Toplantıların nasıl düzenleneceği, oturma düzenin nasıl sağlanacağı, toplantıların nasıl yönetileceği konusunda ders almalıyız.
Bu dersi almadan öğrenmeden uygulamadan CHP de parti içi demokrasi uygulanacak diyenin aklına şaşarım.
Bu dersler alınmazsa, görev yetki ve sorumluluklarının sınırları, tüzük, ilke ve kurallar bilinip uygulanmaz, uygulanmaya konulmazsa, o örgütte ya alabildiğine disiplinsizlik yaşanır ya da alabildiğine kaba otorite yaşanır. İkisinin ortası olamaz. Doğa kanunu işler. Her zaman büyük balık küçük balığı yutar. Yutuyor da.
Dilerim umarım CHP yıldırım ilçe örgütünde, hiçbir zaman böyle bir toplantı düzenine görüntüsüne bir daha şahit olmam.
Evet, çok iyi biliyorum ki, dillere düşen. Gözle görülen, basına medyaya yansıyan kavgalar olmadı.
Ama görünmez çok yaralar açıldı, çok kalpler ve gönüller kırıldı. Böyle bir durumda kol kırılsın yen içinde kalsın diyen CHP’li olamaz demokrat olamaz. Kimsenin yaptığı yanına kar kalmamalıdır.
SON SÖZÜM ŞUDUR
CHP’NİN, DEMOKRASİNİN, PARTİ İÇİ BARIŞ VE HUZURUN, EŞİTLİĞİN VE ADALETİN, HAKKIN, HUKUKUN EN BÜYÜK DÜŞMANI BLOK LİSTE YÖNTEMİYLE SEÇİM YAPILMASIDIR.
Çünkü üyeler bir birlerini tanımıyor. Delegeler bir birlerini tanımıyor. Delegeler başkan adaylarını, başkan adayları delegeleri tanımıyor.

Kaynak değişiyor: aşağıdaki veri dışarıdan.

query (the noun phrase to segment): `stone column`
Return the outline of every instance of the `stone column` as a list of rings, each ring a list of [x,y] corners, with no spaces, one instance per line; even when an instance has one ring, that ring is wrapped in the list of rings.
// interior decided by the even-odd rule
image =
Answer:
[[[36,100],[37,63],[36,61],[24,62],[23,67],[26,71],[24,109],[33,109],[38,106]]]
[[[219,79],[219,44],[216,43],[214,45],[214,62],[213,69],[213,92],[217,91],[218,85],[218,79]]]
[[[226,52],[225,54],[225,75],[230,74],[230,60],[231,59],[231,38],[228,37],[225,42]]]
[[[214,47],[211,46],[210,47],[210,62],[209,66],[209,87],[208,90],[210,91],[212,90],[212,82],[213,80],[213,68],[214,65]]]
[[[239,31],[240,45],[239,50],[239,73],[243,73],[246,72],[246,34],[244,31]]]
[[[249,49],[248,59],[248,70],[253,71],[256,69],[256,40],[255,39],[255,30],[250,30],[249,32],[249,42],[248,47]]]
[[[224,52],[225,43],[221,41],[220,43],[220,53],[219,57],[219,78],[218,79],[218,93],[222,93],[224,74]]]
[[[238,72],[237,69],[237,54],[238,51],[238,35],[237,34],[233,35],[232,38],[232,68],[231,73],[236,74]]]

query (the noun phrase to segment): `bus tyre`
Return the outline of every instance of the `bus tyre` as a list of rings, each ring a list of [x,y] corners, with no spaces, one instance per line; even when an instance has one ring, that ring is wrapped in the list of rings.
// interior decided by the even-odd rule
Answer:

Böyle bir ortam içinde blok liste yöntemi ile seçim yapmak, demokrasiye eşitliğe adalete hakka hukuka vurulan en büyük darbe oluyor.
Seçim oldu şimdi kardeşlik, dayanışma, barış, dostluk zamanı demek çok büyük aldatmaca ve kandırmaca oluyor. Artık yüzümüzdeki maskeleri indirelim bir birimizi ve kendimizi kandırmaktan vaz geçelim.